Esses princípios se alinham com as propostas do Iluminismo, que prestou um serviço extraordinário à cultura ocidental, ao estabelecer a distinção dos campos: religião e ciência, fé e razão. Infelizmente – e não sem motivos, a distinção é confundida ou transformada em antagonismo. Mas não precisa necessariamente ser assim. A religião se sustenta em axiomas que extrapolam o método racional científico, mas a experiência de fé não é irracional – bichos não se ajoelham para rezar. Toda vez que o ser humano abre mão da razão, em vez de chegar à fé, e a uma experiência espiritual emancipadora, libertadora e favorecedora da autonomia – “conhecereis a verdade e a verdade vos libertará”, torna-se vítima do obscurantismo dogmático e da superstição. A ignorância, a crença irrefletida e a recusa ao debate não são compatíveis com a espiritualidade baseada na consciência que examina livremente um livro considerado sagrado e singular.

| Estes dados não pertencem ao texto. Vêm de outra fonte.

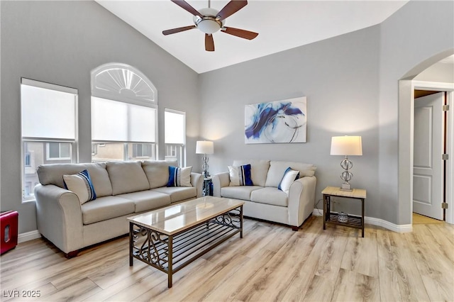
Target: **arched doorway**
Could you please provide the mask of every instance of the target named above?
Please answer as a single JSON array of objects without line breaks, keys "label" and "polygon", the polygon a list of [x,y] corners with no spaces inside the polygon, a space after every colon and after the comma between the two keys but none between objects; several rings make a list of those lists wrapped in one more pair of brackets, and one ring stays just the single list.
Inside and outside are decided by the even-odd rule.
[{"label": "arched doorway", "polygon": [[[451,139],[448,146],[448,152],[451,158],[454,156],[454,144],[452,136],[454,132],[453,120],[454,114],[453,104],[454,102],[454,83],[420,82],[414,79],[421,72],[440,61],[454,54],[451,49],[435,55],[416,65],[407,72],[399,81],[399,211],[406,213],[413,211],[413,164],[414,164],[414,90],[430,89],[434,91],[448,91],[449,104],[451,110],[449,111],[448,131]],[[448,161],[448,182],[452,184],[454,177],[453,160]],[[448,186],[448,200],[453,199],[452,184]],[[446,222],[454,223],[454,204],[446,210]],[[404,213],[404,212],[403,212]],[[411,216],[410,216],[411,217]]]}]

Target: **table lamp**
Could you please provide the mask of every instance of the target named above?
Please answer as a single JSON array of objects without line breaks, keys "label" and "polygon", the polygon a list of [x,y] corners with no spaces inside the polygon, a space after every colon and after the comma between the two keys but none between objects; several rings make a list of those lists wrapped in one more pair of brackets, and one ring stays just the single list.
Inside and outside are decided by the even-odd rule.
[{"label": "table lamp", "polygon": [[201,169],[204,170],[202,174],[204,177],[209,177],[210,173],[208,172],[208,156],[207,154],[214,153],[214,144],[213,142],[208,140],[197,140],[196,144],[196,154],[203,154],[202,161],[204,164],[201,165]]},{"label": "table lamp", "polygon": [[343,184],[340,189],[352,191],[350,181],[353,174],[349,171],[353,163],[348,160],[348,155],[362,155],[362,145],[360,136],[333,136],[331,138],[331,155],[344,155],[345,158],[340,162],[340,167],[344,169],[340,174]]}]

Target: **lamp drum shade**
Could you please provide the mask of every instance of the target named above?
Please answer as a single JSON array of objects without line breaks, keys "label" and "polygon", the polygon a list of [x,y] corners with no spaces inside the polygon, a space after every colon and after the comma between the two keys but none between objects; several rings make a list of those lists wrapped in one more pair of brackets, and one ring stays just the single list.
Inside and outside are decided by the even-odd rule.
[{"label": "lamp drum shade", "polygon": [[360,136],[333,136],[331,138],[331,155],[362,155]]},{"label": "lamp drum shade", "polygon": [[214,144],[208,140],[197,140],[196,144],[196,154],[214,153]]}]

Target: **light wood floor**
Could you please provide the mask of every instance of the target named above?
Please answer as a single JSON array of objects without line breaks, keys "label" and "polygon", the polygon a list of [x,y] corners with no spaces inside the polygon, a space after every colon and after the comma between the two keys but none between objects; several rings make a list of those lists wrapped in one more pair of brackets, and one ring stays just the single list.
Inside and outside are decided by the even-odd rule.
[{"label": "light wood floor", "polygon": [[[1,301],[454,301],[453,225],[414,225],[405,234],[367,225],[364,238],[327,228],[321,217],[298,232],[245,220],[243,239],[178,272],[170,289],[165,273],[128,266],[127,237],[69,260],[31,240],[0,257]],[[20,298],[8,297],[13,290]]]}]

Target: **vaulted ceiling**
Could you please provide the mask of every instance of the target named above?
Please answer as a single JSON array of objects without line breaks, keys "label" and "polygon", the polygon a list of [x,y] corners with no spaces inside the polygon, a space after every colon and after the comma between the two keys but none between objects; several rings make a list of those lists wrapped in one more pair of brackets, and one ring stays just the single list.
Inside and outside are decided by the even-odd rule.
[{"label": "vaulted ceiling", "polygon": [[[258,36],[248,40],[216,32],[216,50],[207,52],[204,33],[197,28],[162,35],[165,30],[194,25],[192,15],[170,0],[96,1],[198,73],[379,24],[408,2],[250,0],[226,19],[225,26]],[[196,10],[208,7],[208,1],[187,3]],[[228,3],[211,1],[211,7],[220,11]]]}]

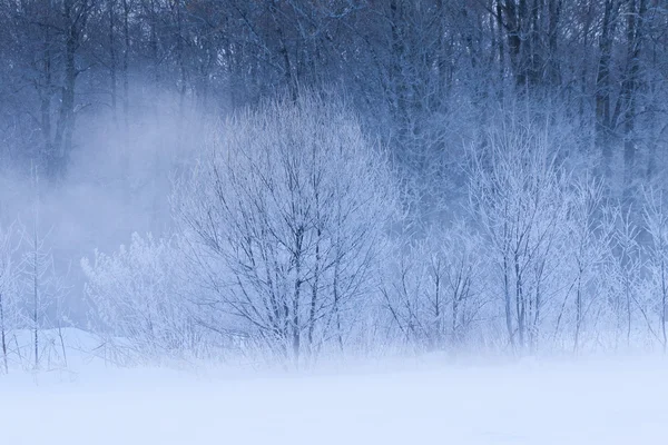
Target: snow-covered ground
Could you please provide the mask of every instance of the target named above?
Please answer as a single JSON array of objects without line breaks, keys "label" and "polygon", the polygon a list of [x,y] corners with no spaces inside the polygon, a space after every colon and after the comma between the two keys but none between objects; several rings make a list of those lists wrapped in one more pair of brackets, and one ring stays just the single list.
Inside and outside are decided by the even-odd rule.
[{"label": "snow-covered ground", "polygon": [[0,443],[665,444],[660,358],[197,376],[0,376]]}]

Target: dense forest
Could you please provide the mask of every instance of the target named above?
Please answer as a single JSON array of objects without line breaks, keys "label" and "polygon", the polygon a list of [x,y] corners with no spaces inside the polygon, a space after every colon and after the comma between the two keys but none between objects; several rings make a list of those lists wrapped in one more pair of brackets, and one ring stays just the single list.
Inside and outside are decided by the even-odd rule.
[{"label": "dense forest", "polygon": [[0,60],[3,370],[65,326],[122,363],[668,347],[665,0],[0,0]]}]

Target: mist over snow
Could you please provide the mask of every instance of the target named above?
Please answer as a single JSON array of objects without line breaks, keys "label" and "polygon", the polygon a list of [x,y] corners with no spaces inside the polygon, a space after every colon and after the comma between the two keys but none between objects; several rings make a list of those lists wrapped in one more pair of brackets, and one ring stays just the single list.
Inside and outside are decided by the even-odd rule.
[{"label": "mist over snow", "polygon": [[649,0],[0,0],[0,443],[661,443]]}]

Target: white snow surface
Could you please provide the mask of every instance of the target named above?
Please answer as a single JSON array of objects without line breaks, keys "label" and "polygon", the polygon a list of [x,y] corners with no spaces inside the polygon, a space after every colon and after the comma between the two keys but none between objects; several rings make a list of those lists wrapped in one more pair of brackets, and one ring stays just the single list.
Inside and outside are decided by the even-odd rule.
[{"label": "white snow surface", "polygon": [[[413,359],[414,360],[414,359]],[[666,444],[668,360],[0,375],[0,443]]]}]

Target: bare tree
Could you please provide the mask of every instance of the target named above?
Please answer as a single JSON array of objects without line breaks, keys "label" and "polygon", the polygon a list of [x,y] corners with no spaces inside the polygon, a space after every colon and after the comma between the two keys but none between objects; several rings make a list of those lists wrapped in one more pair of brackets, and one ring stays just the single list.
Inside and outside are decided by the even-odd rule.
[{"label": "bare tree", "polygon": [[0,353],[2,368],[9,373],[8,340],[18,316],[17,294],[20,275],[20,260],[17,253],[20,246],[14,225],[0,227]]},{"label": "bare tree", "polygon": [[373,280],[392,185],[345,109],[305,95],[228,120],[177,187],[200,301],[298,364],[344,347]]},{"label": "bare tree", "polygon": [[482,152],[473,154],[471,206],[491,246],[517,352],[536,347],[553,296],[547,281],[563,239],[568,175],[548,130],[511,116],[490,131]]}]

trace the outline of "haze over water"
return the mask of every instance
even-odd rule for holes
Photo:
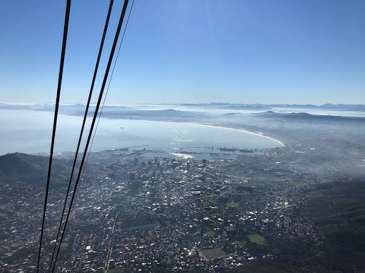
[[[28,154],[49,152],[53,119],[53,113],[48,112],[0,110],[2,132],[0,154],[16,151]],[[82,119],[81,117],[58,115],[54,151],[76,151]],[[86,132],[88,132],[91,121],[88,118]],[[84,140],[81,151],[83,150],[85,142]],[[197,149],[195,147],[212,146],[255,149],[282,146],[282,144],[269,138],[227,128],[101,118],[92,151],[134,147],[128,152],[145,149],[164,151],[154,154],[155,156],[186,157],[186,154],[180,154],[179,151],[211,152],[210,149]],[[199,154],[187,156],[202,158]]]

Como bem disse o mestre John Stott, “crer é também pensar”. Portanto, fazer pensar é um serviço que se presta à fé. Suscitar o debate e a reflexão é um caminho de evangelização. Puxar o elástico do debate até os limites que se estendem para fora da zona de conforto dos clichês tomados como verdadeiros pela repitição exaustiva é uma forma de atender ao convite de um Deus que gosta de pensar e conversar, e pela boca do profeta Isaías a todos convida dizendo “Venham, sentem aqui comigo, vamos discutir esse assunto”.